Forrester and Sharps shrugged in unison.
"So," Hamner said, "my comet's going to bring about an ice age?" Now you could see the long lugubrious face of his grandfather, who could look bereaved at a $60,000 funeral.
Forrester said, "No, that was hot fudge sundae we were talking about. Umthe Hammer is bigger."
"Hamner-Brown. How much bigger?"
Forrester made an uncertain gesture. "Ten times?"
"Yes," said Harvey. There were pictures in his mind. Glaciers marched south across fields and forests, across vegetation already killed by snow. Down across North America into California, across Europe to the Alps and Pyrenees. Winter after winter, each colder, each colder than the Great Freeze of '76-'77. And hell, they hadn't even mentioned the tidal waves. "But a comet won't be as dense as a cubic mile of h-h-h"
It was just one of those things. Harvey leaned back in his chair and belly-laughed, because there was just no way he could say it.
"...Well, did you evah! What a swell party this is...."
Did Pravda mention the "Saturn Like Object" accompanying the new comet?...
Yup. We're just two payments away from having the house paid for; and we just got our deferred taxes paid yesterday.
Yea, I told the wife, "hell will freeze over or the world will end when we get out of debt."
I guess the world is going to end.
. . looting, an' pillaging, an' talking like pirates . . . . aaaaaarrrrrgggghhhhhh!! Har!
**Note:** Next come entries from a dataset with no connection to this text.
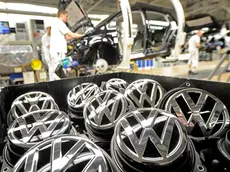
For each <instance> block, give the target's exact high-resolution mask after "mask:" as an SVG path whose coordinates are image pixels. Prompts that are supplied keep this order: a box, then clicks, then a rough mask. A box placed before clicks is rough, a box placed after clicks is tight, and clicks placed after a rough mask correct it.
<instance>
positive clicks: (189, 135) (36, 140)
mask: <svg viewBox="0 0 230 172" xmlns="http://www.w3.org/2000/svg"><path fill="white" fill-rule="evenodd" d="M102 86H103V87H101V88H99V87H98V86H97V85H96V84H94V83H82V84H80V85H77V86H76V87H74V88H73V89H72V90H71V91H70V92H69V93H68V95H67V104H63V105H66V106H62V107H68V108H66V112H62V111H60V110H59V107H58V105H57V104H56V102H55V100H54V99H53V98H52V97H51V96H50V95H48V94H47V93H43V92H29V93H26V94H23V95H21V96H20V97H18V98H17V99H15V101H14V102H13V103H12V106H11V110H10V111H9V114H8V117H7V123H8V128H7V139H6V142H5V143H6V144H5V146H4V150H3V164H2V167H1V172H38V171H39V172H47V171H53V172H60V171H66V172H67V171H69V172H71V171H77V172H172V171H173V172H206V171H210V169H211V171H210V172H213V169H215V170H214V172H216V171H220V172H222V171H224V172H227V171H229V169H230V165H229V162H230V158H229V156H230V149H229V147H230V131H228V132H227V130H228V128H229V123H230V117H229V113H228V110H227V108H226V106H225V105H224V104H223V102H221V100H219V99H218V98H217V97H215V96H214V95H212V94H210V93H208V92H207V91H204V90H201V89H197V88H188V87H186V88H184V87H178V88H175V89H173V90H170V91H169V92H167V93H166V91H165V89H164V88H163V87H162V86H161V85H160V84H159V83H158V82H156V81H154V80H150V79H141V80H137V81H134V82H133V83H131V84H130V85H128V83H127V82H126V81H124V80H122V79H119V78H114V79H110V80H109V81H107V82H106V83H104V84H102ZM103 90H104V91H103ZM161 109H162V110H161ZM76 127H77V129H78V131H80V132H81V131H82V135H80V133H78V132H77V131H76ZM226 133H227V134H226ZM224 136H225V138H224ZM206 143H207V144H206ZM210 145H211V146H210ZM213 145H214V146H213ZM206 146H207V147H206ZM209 146H210V147H211V149H214V150H215V151H214V154H215V155H214V156H212V157H214V158H210V156H209V155H210V154H209V151H210V150H209V149H210V147H209ZM211 151H213V150H211ZM106 152H110V155H111V157H112V158H111V157H110V155H108V154H107V153H106ZM201 159H202V161H201ZM210 164H211V165H210ZM213 164H214V165H213ZM213 166H215V167H213ZM217 166H218V168H217ZM206 167H207V168H206ZM210 167H211V168H210ZM219 167H221V168H219ZM219 169H221V170H219Z"/></svg>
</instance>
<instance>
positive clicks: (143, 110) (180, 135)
mask: <svg viewBox="0 0 230 172" xmlns="http://www.w3.org/2000/svg"><path fill="white" fill-rule="evenodd" d="M111 144H112V147H111V154H112V157H113V159H114V160H115V162H116V164H117V165H118V167H119V169H120V170H121V171H135V172H138V171H151V170H152V171H154V169H155V170H157V171H158V170H159V171H160V170H162V171H168V170H170V169H171V171H177V170H179V171H183V170H184V171H186V170H187V171H190V170H191V171H194V172H195V171H196V170H197V166H201V167H203V166H202V164H201V162H200V161H199V160H195V159H197V158H196V157H197V156H196V152H195V149H194V146H193V144H192V142H191V141H190V140H189V139H188V137H187V134H186V131H185V130H184V129H183V127H182V126H181V124H180V122H179V120H178V119H177V118H176V117H175V116H174V115H172V114H169V113H168V112H165V111H162V110H159V109H154V108H147V109H145V108H144V109H138V110H136V111H133V112H130V113H128V114H127V115H125V116H124V117H123V118H121V119H120V120H119V121H118V122H117V125H116V127H115V133H114V136H113V140H112V143H111ZM194 160H195V161H194ZM197 162H199V163H200V164H199V165H198V164H197ZM147 164H148V165H147ZM189 169H190V170H189ZM202 170H203V171H206V170H205V168H204V167H203V168H202Z"/></svg>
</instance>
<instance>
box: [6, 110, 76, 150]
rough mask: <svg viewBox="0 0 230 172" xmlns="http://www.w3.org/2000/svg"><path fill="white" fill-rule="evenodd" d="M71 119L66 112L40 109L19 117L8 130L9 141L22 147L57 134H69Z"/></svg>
mask: <svg viewBox="0 0 230 172" xmlns="http://www.w3.org/2000/svg"><path fill="white" fill-rule="evenodd" d="M71 127H72V126H71V124H70V119H69V117H68V116H67V114H65V113H64V112H61V111H57V110H40V111H35V112H31V113H28V114H25V115H23V116H20V117H19V118H17V119H16V120H15V121H14V122H13V123H12V125H11V126H10V127H9V130H8V138H9V141H10V142H11V143H12V144H14V145H16V146H19V147H22V148H30V147H32V146H34V145H35V144H37V143H39V142H41V141H43V140H45V139H47V138H49V137H52V136H56V135H61V134H69V132H70V129H71Z"/></svg>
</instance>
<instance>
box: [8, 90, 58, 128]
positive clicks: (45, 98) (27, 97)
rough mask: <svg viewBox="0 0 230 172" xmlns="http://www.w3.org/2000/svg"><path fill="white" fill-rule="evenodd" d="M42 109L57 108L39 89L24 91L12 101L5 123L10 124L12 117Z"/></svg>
mask: <svg viewBox="0 0 230 172" xmlns="http://www.w3.org/2000/svg"><path fill="white" fill-rule="evenodd" d="M44 109H56V110H59V108H58V106H57V104H56V102H55V101H54V99H53V98H52V97H51V96H50V95H49V94H47V93H43V92H39V91H36V92H29V93H25V94H23V95H21V96H19V97H18V98H17V99H15V100H14V102H13V103H12V106H11V110H10V113H9V114H8V116H7V117H8V120H7V123H8V125H10V124H11V123H12V122H13V120H14V119H17V118H18V117H20V116H22V115H24V114H27V113H29V112H33V111H37V110H44Z"/></svg>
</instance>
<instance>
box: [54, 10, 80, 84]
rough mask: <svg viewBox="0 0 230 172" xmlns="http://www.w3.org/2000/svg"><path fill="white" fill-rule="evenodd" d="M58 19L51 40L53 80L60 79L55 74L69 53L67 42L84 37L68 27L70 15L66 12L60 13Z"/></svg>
mask: <svg viewBox="0 0 230 172" xmlns="http://www.w3.org/2000/svg"><path fill="white" fill-rule="evenodd" d="M57 16H58V19H57V20H55V22H54V23H53V25H52V29H51V39H50V54H51V61H52V66H51V70H50V71H51V73H52V75H53V76H52V77H51V80H57V79H59V78H58V77H57V75H56V74H55V70H56V68H57V66H58V64H60V62H61V60H63V59H64V58H65V56H66V53H67V40H70V39H79V38H81V37H83V35H81V34H78V33H73V32H71V31H70V29H69V28H68V27H67V26H66V23H67V20H68V13H67V11H66V10H63V9H61V10H59V11H58V14H57Z"/></svg>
Thar's a gloomb big asssssstttteeerrrooooooiiiid aimed at yer yardarm!!! Shiver me timbers an' lub me libbers!! Gangway ye landlubbers!! Load ye cannons afore aft an' light 'em aimed straight ye piiiirrrraaaattteees!! It be Davy Jones's locker fer ye if ye be sityeated whar yon gloomb rock blogits doon! Harrrrr!!
Anyone else on this thread speak pirate?
YAH BABY..TELL SALLIE MAE WHERE SHE CAN STICK IT!
LOL! That's great. Hope you don't mind that I snatched it.
He's plotting our doom again.
"Anyway, whatever mass you burn up, a lot of the energy just gets transferred to the earth's heat balance."
Now there's yer "Globular Warming," Gore baby!!!